March 15, 2004

Sedna Signals Something Sour

Sedna is a newly discovered planetoid approximately 2/3 the size of Pluto and which travels around the sun every 10,000 plus years. It sits in the Kuiper Belt.

Sedna's discovery announcement was made on March 14, 2004 (actual discovery on November 14, 2003) has been confirmed by several telescopes around the world.

According to Mke Brown (California Institute of Technology in Pasadena), Sedna resembles objects predicted to lie in the hypothetical Oort Cloud, which is believed to be a zone of early comets that extends around the sun halfway to the nearest star.

And for more information go to http://www.spitzer.caltech.edu/

Very cool stuff. In fact, this body may even have it's own moon.

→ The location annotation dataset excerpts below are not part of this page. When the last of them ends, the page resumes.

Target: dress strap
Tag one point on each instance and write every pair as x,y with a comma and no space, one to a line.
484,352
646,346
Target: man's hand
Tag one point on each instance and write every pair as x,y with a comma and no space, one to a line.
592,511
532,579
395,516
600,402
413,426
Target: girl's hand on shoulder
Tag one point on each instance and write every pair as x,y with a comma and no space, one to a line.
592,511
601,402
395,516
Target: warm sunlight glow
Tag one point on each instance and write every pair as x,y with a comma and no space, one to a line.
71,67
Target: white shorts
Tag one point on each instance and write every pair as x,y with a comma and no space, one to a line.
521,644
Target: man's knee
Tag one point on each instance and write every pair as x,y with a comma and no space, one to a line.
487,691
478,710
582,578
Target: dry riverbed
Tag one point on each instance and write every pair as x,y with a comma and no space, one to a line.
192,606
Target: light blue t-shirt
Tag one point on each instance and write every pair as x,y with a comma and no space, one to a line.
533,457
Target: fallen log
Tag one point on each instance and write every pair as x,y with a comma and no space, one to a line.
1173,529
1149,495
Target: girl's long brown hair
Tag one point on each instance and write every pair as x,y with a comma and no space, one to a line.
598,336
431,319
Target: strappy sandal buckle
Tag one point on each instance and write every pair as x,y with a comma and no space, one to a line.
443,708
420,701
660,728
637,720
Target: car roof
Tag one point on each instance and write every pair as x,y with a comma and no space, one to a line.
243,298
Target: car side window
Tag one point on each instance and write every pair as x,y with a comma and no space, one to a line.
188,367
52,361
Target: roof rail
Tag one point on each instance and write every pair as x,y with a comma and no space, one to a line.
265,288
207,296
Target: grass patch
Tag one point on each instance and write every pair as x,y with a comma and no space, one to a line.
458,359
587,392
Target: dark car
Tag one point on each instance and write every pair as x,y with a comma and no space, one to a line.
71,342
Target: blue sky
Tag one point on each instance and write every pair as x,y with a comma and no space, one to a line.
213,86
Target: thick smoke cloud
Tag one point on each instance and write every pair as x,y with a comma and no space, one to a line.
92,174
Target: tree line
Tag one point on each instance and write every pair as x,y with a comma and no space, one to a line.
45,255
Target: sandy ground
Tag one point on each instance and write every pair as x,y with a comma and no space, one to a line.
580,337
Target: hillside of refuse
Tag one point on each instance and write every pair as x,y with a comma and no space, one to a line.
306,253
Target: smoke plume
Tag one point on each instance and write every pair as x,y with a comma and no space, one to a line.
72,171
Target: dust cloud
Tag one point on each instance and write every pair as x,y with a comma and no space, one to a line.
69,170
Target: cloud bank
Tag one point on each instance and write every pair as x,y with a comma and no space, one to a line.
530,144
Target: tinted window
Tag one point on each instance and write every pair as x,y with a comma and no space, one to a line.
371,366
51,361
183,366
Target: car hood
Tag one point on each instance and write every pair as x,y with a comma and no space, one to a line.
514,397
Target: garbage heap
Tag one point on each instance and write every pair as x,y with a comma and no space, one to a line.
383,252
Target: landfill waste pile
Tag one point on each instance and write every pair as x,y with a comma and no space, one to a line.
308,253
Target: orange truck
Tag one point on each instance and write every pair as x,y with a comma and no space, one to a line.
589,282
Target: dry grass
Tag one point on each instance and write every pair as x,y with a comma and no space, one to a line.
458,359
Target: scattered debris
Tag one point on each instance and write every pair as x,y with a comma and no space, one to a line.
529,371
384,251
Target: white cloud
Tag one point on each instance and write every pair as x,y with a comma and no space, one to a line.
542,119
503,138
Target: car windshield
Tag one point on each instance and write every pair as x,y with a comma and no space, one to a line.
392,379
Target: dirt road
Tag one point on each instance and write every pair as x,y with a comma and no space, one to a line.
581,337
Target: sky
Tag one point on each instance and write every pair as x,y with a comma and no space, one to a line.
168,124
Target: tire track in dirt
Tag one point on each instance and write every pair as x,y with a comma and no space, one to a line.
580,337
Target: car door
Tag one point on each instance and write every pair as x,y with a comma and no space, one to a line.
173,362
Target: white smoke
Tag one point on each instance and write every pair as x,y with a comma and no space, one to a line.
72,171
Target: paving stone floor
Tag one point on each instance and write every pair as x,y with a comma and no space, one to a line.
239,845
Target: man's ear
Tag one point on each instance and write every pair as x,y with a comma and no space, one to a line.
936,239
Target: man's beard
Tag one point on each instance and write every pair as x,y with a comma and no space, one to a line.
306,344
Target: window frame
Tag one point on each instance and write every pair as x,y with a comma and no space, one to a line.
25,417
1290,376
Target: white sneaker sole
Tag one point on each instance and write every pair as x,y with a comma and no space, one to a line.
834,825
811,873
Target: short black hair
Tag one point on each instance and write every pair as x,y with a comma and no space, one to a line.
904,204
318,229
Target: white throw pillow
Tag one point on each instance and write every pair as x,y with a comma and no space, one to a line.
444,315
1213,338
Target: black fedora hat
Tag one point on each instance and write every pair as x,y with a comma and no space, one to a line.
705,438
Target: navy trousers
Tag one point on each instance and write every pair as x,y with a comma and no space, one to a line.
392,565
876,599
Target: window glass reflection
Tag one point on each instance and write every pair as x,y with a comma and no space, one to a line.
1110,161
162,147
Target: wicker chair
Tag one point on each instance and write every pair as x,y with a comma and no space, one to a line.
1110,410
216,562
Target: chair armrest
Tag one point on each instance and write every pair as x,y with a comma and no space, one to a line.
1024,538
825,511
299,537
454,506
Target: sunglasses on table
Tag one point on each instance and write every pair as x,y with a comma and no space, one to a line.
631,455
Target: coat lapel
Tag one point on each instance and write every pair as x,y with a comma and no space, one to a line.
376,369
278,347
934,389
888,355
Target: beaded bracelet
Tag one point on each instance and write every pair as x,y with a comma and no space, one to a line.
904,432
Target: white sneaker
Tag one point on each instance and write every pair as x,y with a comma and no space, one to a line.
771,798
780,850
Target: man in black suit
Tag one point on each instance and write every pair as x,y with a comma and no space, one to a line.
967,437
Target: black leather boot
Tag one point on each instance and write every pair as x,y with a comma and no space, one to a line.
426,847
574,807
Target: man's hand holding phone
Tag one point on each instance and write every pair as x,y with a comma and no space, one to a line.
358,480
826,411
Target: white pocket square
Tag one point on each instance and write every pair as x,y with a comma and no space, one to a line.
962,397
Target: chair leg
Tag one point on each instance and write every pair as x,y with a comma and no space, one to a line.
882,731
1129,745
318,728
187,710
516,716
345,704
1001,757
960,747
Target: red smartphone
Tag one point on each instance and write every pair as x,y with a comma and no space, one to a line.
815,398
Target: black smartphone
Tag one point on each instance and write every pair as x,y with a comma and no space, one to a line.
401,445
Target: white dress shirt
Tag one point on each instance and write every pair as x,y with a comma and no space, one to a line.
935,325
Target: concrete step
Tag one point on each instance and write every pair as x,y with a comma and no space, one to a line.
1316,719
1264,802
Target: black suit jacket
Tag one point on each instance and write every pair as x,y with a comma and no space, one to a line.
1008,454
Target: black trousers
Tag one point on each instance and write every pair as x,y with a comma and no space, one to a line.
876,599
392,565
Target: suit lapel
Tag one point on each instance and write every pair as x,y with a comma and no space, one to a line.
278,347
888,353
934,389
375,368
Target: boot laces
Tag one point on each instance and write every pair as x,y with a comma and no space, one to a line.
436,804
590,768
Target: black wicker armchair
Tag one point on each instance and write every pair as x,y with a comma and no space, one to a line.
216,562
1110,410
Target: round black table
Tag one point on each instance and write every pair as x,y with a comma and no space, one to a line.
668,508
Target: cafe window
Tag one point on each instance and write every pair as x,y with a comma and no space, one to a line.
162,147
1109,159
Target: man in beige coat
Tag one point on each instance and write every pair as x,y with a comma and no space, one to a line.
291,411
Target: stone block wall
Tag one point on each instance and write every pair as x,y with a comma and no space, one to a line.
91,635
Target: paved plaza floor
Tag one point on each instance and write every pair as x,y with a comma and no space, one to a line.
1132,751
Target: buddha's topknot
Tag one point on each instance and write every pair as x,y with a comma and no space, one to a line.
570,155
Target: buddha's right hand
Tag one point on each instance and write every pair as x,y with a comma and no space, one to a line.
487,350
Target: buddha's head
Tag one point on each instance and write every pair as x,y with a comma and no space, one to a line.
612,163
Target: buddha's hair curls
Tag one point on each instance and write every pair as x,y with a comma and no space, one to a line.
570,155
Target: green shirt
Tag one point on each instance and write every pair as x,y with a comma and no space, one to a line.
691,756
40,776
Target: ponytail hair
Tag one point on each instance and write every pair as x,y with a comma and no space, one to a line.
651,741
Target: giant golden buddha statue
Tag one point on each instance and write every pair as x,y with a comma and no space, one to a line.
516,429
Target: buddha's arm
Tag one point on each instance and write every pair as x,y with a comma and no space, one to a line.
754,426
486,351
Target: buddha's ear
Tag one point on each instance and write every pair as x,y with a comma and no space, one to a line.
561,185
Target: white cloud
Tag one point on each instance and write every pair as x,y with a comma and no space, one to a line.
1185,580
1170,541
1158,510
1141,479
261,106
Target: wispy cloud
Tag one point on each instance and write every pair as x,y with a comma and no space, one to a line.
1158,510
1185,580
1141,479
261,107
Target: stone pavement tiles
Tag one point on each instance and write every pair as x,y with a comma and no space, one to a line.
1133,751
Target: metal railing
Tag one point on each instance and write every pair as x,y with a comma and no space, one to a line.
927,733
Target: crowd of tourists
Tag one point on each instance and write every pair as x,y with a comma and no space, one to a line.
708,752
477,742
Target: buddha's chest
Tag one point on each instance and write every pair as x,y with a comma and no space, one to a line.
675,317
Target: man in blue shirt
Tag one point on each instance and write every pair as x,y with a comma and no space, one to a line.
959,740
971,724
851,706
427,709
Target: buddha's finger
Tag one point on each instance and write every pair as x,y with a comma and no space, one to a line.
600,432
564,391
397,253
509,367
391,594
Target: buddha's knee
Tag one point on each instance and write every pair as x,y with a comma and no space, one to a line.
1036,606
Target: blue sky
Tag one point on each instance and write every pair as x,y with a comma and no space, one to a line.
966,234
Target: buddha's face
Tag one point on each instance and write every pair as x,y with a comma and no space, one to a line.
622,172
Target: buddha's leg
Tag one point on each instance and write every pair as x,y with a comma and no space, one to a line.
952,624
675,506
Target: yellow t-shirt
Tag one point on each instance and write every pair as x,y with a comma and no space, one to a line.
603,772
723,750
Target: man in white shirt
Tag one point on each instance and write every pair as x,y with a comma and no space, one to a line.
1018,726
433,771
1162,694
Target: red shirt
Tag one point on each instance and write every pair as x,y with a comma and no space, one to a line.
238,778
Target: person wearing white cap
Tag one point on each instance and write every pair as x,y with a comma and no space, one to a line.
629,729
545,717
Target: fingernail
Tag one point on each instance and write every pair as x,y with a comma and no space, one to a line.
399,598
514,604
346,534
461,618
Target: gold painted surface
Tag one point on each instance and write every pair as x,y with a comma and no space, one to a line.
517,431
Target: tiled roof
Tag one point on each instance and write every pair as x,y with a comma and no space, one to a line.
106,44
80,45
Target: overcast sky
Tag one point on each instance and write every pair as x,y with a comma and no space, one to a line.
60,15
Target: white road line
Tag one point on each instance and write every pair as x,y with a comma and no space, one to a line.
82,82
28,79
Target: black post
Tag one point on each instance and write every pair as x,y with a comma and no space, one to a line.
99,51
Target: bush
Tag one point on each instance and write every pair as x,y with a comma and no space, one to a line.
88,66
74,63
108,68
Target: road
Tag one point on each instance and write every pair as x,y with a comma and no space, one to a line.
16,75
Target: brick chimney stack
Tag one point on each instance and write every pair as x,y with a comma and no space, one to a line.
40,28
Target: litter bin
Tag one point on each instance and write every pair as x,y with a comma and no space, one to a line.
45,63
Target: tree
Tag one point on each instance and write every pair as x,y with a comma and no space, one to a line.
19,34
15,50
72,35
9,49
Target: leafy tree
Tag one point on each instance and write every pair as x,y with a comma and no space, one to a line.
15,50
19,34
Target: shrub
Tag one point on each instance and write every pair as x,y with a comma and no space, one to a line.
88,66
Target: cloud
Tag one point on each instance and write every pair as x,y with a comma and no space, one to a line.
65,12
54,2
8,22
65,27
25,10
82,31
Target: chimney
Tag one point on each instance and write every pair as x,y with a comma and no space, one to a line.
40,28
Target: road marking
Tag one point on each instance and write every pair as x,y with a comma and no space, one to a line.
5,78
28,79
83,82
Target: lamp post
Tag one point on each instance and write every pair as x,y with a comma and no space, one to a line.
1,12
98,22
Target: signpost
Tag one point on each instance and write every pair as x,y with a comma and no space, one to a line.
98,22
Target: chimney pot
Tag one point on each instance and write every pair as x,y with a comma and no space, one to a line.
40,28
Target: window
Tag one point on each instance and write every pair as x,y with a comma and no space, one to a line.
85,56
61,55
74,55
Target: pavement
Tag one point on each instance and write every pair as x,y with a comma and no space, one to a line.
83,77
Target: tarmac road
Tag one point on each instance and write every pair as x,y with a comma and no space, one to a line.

More fascinating is the added discussions to Pluto's planetary status. From a previous article:

Stern, who is also the principal investigator of NASA's New Horizons Mission, which will send a spacecraft to study Pluto and other Kuiper belt objects, suggests that the solar system is full of "planets," including Pluto and hundreds of other Kuiper belt objects.

"A reasonable estimate is that there are about 900 planets. All but eight of them are out there [in the Kuiper belt]," he said.

Update: Just read this on the NASA Site:

"Brown, along with Drs. Chad Trujillo of the Gemini Observatory in Hawaii and David Rabinowitz of Yale University, New Haven, Conn., found the "planetoid" on November 14, 2003, using the 48-inch Samuel Oschin Telescope at Caltech's Palomar Observatory near San Diego. Within days, the object was observed by telescopes in Chile, Spain, Arizona and Hawaii, and soon after, NASA's new Spitzer Space Telescope looked for it."